Trois signes marquent seuls l’éternité des choses :
L’unité, pleine, intense, impénétrable aux causes
De dissolution, aux assauts destructeurs
(C’est l’attribut des corps premiers et créateurs) ;
L’inanité sans borne où nul effort n’a prise
(C’est le vide parfait que nul choc ne divise
Et qui subsiste, libre, intact et permanent) ;
Le défaut absolu d’espace environnant
Où la dispersion éclate et se consomme
(C’est le propre du Monde : où recueillir la somme
Des univers ? quels chocs la dissoudraient ? quels corps 840
Tomberaient sur ses flancs ? Rien n’existe en dehors).
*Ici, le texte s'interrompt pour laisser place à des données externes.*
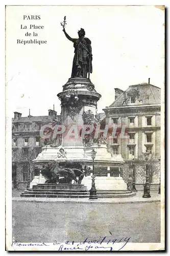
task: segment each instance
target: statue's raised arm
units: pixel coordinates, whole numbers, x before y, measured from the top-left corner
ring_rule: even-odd
[[[65,27],[66,24],[66,17],[64,16],[64,20],[61,23],[63,27],[63,31],[65,36],[68,40],[73,42],[75,48],[75,56],[72,62],[71,78],[90,77],[90,73],[92,73],[92,59],[91,46],[90,40],[85,37],[85,32],[82,28],[78,31],[78,38],[72,38],[66,33]]]
[[[63,28],[63,31],[64,33],[65,36],[67,37],[67,39],[68,39],[68,40],[71,41],[73,42],[76,42],[77,39],[76,38],[72,38],[69,35],[68,35],[64,28]]]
Eh ! bien, cette unité, la trouvons-nous dans l’âme ?
Non. Tu sais que le vide est infus dans sa trame.
Cette inanité ? Non. Les corps ne manquent pas
Non plus, dont les assauts puissent jeter à bas
Sa fière forteresse et déchaîner sur elle,
Du fond des horizons, la déroute mortelle ;
À sa chute, à sa fuite enfin, à ce que perd
Sa force, l’infini de l’espace est ouvert.
La porte de la mort lui serait donc fermée ?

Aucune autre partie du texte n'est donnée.